Peace Accord in the Strait of Hormuz Sends Oil Prices Sharply Lower, CDS Declines
📊 BRENT — Piyasa Yorumu
▼ down · 70%The peace agreement in the Strait of Hormuz has significantly reduced the geopolitical risk premium on oil supply. Brent crude oil fell 4.35% in the last 24 hours to $83.53, with the RSI approaching the oversold zone at 41.3. The MACD line remains below the signal line and in negative territory, confirming weak short-term momentum. Although the price is attempting to hold just above the 20-day moving average ($83.25), staying below the 50-day moving average ($86.00) supports the bearish trend.

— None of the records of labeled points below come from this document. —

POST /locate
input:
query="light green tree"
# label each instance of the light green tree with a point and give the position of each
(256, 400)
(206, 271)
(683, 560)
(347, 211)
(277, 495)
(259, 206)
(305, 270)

The likelihood of continued decline in the short term is high, but caution is advised as the market has not yet entered oversold territory.
📊 XOM — Piyasa Yorumu
▼ down · 70%The peace agreement in the Strait of Hormuz has sharply reduced oil prices by lowering geopolitical risks to oil supply. XOM shares reacted to this development with a 6.6% decline, closing at $140.97. Technical indicators point to oversold territory: RSI at 25.4 indicates oversold conditions, MACD is below the signal line, and the price is below both the 20-day ($145.74) and 50-day ($148.65) moving averages. Selling pressure may persist in the short term, but oversold conditions could also trigger a potential rebound. Therefore, while the downtrend is strong, the risk of a sharp recovery should not be overlooked.
📊 CVX — Piyasa Yorumu
▼ down · 70%The peace agreement in the Strait of Hormuz is reducing the geopolitical risk premium on oil supply, putting pressure on energy stocks. Chevron (CVX) shares fell 5.4% yesterday, with its RSI declining to 30.5, approaching oversold territory. The MACD line is below the signal line and in negative territory, confirming weak short-term momentum. The price is trading below both the 20-day ($185.29) and 50-day ($187.37) moving averages. While the bearish trend is expected to continue in the near term, some recovery is possible due to oversold conditions.
📊 DXY — Piyasa Yorumu
▼ down · 65%The peace agreement in the Strait of Hormuz has sharply lowered oil prices by reducing the geopolitical risk premium. This could ease inflationary pressures due to expectations of lower energy costs and diminish safe-haven demand for the US dollar. The DXY trading just below its 50-day moving average (99.66) and the MACD remaining below the signal line support a short-term weakening trend. However, the RSI at 56 and staying above the 20-day average (99.54) suggest that the decline may be limited.